In this ongoing work, we use knowledge compilation on Bayesian networks to aid simulating variational quantum algorithms. Knowledge compilation is a set of techniques we borrow from classical AI inference, which had been useful for repeated inference on AI models with different parameters, and for efficient stochastic simulation of those inference models. Those tricks may be useful here for quantum circuit simulation.

The toolchain begins by converting quantum circuits to complex-valued Bayesian networks. This transformation has been established by prior work that use probabilistic graphical models and tensor network contraction for quantum circuit simulation. From this transformation, our work strikes out on a new pathway to do simulation. We convert the Bayesian networks to conjunctive normal forms, and finally to arithmetic circuits for inference. These minimized arithmetic circuits can be reused across multiple simulations with different parameters. Furthermore, the arithmetic circuits allow for more efficient sampling of measurement outcomes from the final wavefunction.

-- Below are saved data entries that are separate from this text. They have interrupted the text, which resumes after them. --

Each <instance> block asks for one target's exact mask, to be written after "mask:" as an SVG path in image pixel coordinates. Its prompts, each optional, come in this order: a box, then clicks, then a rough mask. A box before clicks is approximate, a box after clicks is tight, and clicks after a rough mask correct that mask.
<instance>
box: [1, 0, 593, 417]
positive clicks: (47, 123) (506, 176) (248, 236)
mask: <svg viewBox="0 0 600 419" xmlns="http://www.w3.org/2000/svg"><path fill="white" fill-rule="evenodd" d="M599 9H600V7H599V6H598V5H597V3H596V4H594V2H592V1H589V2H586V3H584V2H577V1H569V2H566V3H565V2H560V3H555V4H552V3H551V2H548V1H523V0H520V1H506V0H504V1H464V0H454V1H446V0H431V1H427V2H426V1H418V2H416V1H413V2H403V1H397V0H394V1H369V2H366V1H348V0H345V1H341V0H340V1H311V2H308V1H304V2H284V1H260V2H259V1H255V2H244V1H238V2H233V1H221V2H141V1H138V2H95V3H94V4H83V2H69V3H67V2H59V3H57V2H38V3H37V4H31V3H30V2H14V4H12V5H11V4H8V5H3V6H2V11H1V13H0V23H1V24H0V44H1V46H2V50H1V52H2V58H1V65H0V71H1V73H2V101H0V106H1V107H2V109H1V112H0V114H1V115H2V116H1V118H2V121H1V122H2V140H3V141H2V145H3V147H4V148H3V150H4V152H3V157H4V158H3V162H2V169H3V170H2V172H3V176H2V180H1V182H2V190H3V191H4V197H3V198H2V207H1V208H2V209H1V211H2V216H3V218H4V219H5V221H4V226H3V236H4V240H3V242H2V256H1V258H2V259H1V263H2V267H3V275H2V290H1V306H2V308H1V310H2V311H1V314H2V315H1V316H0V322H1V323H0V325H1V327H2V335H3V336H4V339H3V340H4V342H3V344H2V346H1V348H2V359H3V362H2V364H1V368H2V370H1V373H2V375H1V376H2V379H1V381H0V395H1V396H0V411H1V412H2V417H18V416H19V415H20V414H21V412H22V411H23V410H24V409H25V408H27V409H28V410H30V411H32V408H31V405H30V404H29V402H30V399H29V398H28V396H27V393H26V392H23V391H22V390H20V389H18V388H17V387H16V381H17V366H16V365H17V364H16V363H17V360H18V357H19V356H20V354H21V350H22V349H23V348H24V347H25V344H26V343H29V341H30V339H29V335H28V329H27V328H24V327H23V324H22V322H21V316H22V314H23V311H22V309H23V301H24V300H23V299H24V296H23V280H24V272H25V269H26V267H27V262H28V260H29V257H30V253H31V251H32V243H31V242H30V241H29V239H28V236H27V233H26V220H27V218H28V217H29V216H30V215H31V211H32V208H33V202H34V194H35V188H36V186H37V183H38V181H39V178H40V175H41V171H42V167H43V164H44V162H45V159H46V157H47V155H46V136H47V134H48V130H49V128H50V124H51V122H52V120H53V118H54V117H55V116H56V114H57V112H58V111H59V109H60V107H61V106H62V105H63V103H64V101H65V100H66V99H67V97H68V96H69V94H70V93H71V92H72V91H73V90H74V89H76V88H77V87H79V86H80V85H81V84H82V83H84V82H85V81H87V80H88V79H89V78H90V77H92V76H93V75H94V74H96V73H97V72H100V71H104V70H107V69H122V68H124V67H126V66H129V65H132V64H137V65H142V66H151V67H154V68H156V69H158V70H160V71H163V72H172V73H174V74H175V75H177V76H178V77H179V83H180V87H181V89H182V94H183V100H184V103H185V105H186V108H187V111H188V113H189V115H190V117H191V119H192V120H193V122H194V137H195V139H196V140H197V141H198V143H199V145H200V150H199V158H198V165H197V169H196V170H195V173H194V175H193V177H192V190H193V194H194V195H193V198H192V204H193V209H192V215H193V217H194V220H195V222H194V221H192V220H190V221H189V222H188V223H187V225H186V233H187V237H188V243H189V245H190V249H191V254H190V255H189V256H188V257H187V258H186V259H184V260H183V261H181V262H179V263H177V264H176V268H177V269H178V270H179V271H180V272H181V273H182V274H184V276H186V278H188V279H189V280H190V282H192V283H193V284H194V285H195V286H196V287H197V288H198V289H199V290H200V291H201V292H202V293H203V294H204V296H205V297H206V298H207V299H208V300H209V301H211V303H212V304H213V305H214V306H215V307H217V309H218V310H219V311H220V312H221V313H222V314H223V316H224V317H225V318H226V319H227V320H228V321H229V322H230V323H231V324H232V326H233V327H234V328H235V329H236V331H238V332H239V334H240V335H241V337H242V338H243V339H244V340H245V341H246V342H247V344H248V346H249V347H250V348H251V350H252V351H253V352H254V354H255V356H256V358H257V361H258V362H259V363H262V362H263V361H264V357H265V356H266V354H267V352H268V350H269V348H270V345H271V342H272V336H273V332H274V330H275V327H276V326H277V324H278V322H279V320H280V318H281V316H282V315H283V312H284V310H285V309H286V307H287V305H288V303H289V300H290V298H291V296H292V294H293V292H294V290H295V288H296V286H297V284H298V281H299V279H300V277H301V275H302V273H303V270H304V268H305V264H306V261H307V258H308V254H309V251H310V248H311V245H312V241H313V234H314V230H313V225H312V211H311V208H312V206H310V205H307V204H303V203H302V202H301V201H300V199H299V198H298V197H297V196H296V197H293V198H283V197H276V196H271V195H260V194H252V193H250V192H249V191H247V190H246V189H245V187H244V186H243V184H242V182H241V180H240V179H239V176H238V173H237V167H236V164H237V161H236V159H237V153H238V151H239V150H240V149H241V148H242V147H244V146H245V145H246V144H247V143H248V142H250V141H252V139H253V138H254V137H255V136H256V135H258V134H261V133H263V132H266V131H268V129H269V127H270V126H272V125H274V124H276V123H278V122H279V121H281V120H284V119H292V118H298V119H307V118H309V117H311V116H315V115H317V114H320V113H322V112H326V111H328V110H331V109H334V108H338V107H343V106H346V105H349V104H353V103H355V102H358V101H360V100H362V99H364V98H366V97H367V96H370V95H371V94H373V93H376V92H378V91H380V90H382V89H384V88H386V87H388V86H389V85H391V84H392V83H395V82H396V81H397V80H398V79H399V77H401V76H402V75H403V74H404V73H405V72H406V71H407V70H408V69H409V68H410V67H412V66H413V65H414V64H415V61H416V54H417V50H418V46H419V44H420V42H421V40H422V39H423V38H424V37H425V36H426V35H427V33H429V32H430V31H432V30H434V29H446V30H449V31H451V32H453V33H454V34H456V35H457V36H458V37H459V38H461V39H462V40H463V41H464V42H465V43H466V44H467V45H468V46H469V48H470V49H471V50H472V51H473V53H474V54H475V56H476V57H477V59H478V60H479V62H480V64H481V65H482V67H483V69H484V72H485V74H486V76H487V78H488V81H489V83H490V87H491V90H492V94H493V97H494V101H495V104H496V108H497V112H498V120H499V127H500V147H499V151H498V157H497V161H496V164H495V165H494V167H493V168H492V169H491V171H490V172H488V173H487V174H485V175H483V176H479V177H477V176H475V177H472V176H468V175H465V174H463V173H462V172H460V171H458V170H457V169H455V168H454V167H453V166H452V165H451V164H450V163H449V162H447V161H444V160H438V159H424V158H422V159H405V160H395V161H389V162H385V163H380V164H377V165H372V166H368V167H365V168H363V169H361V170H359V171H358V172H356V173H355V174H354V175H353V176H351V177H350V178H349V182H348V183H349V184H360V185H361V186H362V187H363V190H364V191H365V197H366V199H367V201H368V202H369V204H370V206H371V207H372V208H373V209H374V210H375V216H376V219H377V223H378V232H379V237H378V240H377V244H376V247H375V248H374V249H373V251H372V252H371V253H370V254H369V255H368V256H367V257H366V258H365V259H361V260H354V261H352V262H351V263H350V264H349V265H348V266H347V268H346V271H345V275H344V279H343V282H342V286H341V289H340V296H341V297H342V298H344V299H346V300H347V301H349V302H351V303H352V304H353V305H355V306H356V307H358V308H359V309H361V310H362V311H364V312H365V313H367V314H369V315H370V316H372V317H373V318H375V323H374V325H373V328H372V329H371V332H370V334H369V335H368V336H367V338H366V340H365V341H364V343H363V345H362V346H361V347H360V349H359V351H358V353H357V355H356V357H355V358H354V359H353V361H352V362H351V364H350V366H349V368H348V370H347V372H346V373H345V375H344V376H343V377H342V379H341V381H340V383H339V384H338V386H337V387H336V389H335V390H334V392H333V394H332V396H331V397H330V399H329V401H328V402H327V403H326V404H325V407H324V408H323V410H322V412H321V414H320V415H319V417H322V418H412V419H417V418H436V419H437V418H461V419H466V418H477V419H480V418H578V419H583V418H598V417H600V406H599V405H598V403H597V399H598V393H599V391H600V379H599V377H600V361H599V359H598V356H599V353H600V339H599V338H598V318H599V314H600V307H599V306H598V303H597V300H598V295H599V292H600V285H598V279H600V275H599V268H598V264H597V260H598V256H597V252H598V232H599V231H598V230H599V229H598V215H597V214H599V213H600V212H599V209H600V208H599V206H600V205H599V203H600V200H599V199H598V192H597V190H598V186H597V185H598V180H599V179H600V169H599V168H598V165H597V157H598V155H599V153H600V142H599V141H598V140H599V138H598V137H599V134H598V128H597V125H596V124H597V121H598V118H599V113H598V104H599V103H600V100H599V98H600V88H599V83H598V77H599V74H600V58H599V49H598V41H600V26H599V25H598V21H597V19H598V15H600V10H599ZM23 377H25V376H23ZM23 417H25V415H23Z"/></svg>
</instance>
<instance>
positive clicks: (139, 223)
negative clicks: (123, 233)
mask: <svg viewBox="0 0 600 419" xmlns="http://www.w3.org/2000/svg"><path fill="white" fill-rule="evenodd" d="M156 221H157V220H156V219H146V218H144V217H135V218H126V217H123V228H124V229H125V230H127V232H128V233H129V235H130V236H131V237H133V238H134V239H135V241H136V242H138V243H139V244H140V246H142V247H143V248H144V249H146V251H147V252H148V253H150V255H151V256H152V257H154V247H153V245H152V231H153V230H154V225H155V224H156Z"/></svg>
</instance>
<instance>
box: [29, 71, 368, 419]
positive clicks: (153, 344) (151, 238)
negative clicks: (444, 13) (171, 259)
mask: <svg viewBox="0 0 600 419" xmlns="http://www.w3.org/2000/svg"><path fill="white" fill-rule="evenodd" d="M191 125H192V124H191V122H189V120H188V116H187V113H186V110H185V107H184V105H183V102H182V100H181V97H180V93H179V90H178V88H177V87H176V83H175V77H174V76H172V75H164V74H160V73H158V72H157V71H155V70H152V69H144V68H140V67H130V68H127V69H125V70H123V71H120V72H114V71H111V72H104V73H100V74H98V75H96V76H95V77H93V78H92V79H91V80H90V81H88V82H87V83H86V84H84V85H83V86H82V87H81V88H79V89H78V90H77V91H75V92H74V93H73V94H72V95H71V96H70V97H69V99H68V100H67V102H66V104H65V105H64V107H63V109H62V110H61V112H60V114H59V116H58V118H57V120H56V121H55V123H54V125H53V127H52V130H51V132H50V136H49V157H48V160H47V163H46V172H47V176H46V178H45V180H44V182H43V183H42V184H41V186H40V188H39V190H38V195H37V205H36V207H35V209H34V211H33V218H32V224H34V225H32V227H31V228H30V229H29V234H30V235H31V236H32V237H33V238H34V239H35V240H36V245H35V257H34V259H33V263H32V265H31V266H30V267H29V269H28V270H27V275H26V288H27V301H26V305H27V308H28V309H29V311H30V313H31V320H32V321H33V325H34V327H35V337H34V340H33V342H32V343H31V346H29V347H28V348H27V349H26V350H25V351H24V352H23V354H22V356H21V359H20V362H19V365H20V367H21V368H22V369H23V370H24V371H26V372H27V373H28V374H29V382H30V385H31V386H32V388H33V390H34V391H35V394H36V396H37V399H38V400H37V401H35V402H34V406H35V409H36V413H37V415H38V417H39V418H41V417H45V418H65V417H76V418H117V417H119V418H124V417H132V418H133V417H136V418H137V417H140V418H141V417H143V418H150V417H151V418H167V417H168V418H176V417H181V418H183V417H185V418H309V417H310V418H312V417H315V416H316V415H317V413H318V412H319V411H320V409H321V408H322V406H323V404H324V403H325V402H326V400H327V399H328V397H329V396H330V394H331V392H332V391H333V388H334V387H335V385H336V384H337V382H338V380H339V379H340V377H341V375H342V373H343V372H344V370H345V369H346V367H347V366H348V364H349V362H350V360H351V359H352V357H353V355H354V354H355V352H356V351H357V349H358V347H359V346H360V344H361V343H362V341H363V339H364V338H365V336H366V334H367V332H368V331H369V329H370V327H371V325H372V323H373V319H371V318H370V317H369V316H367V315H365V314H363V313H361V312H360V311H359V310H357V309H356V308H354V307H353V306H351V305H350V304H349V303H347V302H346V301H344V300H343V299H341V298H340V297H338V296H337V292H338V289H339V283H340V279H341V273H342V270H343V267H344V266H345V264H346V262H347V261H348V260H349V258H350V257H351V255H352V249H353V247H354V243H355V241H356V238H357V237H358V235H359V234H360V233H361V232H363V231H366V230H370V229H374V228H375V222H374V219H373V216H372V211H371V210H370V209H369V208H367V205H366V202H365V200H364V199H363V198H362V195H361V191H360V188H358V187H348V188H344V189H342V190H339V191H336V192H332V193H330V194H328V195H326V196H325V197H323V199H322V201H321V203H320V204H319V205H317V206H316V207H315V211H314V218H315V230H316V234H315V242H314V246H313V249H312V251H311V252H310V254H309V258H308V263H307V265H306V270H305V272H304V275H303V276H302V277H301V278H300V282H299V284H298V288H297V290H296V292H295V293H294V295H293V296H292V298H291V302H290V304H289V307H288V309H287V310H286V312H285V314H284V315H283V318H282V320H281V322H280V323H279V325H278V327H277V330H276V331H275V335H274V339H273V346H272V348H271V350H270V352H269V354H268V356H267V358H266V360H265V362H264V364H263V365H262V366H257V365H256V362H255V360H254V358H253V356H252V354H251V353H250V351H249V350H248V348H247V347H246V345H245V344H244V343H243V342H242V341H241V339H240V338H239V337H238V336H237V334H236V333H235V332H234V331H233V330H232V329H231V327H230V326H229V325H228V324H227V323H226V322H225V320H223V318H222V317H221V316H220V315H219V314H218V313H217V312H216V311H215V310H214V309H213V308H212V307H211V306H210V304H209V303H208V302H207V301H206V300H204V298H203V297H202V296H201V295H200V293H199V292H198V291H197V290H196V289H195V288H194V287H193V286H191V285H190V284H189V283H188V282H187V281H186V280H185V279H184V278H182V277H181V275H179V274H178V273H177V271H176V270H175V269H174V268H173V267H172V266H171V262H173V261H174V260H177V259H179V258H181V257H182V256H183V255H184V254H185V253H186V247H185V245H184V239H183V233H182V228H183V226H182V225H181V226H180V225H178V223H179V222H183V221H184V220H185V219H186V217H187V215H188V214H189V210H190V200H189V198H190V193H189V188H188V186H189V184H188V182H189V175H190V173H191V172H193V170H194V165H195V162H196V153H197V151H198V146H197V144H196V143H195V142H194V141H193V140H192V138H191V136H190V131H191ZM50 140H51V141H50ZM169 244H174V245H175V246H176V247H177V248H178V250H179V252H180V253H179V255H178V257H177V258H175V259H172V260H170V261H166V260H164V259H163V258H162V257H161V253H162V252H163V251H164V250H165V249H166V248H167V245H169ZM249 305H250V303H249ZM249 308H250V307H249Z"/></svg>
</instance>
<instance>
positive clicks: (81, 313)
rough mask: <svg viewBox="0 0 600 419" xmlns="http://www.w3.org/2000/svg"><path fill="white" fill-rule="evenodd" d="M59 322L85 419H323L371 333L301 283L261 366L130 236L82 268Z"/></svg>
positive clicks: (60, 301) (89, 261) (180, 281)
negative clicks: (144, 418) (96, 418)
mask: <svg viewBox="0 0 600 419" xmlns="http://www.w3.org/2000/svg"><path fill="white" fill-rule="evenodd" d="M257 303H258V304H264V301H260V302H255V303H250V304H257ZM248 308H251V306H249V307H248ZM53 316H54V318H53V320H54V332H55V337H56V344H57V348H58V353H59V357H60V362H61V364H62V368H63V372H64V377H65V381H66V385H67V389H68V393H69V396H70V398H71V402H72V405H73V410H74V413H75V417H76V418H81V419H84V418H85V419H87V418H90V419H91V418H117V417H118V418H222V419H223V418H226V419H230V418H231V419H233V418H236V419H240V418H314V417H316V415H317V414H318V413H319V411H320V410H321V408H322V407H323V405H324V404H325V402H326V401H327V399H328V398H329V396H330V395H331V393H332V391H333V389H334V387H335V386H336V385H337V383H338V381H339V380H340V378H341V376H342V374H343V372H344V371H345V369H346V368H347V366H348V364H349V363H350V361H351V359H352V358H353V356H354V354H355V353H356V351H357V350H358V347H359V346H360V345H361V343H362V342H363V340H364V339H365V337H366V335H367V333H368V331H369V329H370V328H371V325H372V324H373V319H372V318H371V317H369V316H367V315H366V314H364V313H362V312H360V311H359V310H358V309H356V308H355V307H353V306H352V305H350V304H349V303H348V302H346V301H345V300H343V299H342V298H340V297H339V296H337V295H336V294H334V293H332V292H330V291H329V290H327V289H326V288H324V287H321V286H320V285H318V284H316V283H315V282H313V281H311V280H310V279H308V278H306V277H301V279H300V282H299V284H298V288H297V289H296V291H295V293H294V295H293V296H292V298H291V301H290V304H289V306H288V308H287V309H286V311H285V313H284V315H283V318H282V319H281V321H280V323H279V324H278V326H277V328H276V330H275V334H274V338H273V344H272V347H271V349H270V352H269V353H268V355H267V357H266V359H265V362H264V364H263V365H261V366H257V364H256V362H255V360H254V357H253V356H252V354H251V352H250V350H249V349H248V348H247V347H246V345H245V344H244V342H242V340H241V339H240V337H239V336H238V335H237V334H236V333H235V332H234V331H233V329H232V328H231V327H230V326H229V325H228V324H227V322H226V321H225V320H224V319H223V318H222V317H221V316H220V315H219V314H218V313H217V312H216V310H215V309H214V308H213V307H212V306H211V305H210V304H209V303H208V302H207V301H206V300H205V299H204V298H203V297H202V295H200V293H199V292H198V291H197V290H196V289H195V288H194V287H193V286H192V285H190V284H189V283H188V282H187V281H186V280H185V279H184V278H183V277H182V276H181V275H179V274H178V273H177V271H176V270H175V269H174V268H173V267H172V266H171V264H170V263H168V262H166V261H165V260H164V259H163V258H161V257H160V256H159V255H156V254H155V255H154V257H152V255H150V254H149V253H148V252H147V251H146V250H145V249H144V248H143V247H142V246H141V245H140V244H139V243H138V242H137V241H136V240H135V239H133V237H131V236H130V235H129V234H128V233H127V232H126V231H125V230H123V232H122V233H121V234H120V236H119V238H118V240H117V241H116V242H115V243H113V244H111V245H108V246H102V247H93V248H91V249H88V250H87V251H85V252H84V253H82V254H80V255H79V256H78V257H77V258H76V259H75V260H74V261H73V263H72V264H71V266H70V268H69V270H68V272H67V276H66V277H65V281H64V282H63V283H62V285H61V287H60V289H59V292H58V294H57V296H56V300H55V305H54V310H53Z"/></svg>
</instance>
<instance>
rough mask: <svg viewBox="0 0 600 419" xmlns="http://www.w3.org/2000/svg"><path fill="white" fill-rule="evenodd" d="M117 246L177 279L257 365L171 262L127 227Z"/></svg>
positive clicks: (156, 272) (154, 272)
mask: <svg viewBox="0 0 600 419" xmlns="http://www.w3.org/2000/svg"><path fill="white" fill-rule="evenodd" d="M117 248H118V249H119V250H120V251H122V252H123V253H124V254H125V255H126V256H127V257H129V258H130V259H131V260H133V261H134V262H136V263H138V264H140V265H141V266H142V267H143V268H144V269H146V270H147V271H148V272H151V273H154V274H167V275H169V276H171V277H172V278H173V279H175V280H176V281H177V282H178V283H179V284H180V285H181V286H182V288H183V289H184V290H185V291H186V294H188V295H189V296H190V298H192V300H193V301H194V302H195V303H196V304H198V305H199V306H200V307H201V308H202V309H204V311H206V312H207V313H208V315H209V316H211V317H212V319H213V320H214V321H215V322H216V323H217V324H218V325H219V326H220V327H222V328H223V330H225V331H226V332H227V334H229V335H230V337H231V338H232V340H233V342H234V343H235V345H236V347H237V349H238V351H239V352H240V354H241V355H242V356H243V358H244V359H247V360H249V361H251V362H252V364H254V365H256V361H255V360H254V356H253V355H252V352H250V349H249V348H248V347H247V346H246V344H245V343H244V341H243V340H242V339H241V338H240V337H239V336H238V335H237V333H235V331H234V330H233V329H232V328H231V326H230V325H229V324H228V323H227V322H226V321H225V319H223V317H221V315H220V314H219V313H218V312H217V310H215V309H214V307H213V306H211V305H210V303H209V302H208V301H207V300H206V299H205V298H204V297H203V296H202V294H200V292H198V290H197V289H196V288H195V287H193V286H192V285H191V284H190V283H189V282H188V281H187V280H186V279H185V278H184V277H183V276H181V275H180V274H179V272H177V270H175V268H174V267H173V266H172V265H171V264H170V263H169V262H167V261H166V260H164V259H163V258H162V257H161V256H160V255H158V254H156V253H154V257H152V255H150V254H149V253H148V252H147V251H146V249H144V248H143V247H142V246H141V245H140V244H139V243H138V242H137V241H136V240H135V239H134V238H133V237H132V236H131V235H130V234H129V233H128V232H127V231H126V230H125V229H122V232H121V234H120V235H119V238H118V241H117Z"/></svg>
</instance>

We experimentally validate our simulation toolchain using Google Cirq for its QAOA benchmark, its simulator test harnesses, and its native simulator as a baseline. We are able to beat the native simulator for QAOA problem sizes beyond 16 qubits, where the native simulator starts to struggle with longer wavefunction vectors. Our proposed approach appears to be limited in terms of depth to about 33 steps, where the size of the compiled topology becomes a limiting factor. In all, the approach may be useful in simulating this wide but shallow range of quantum circuits.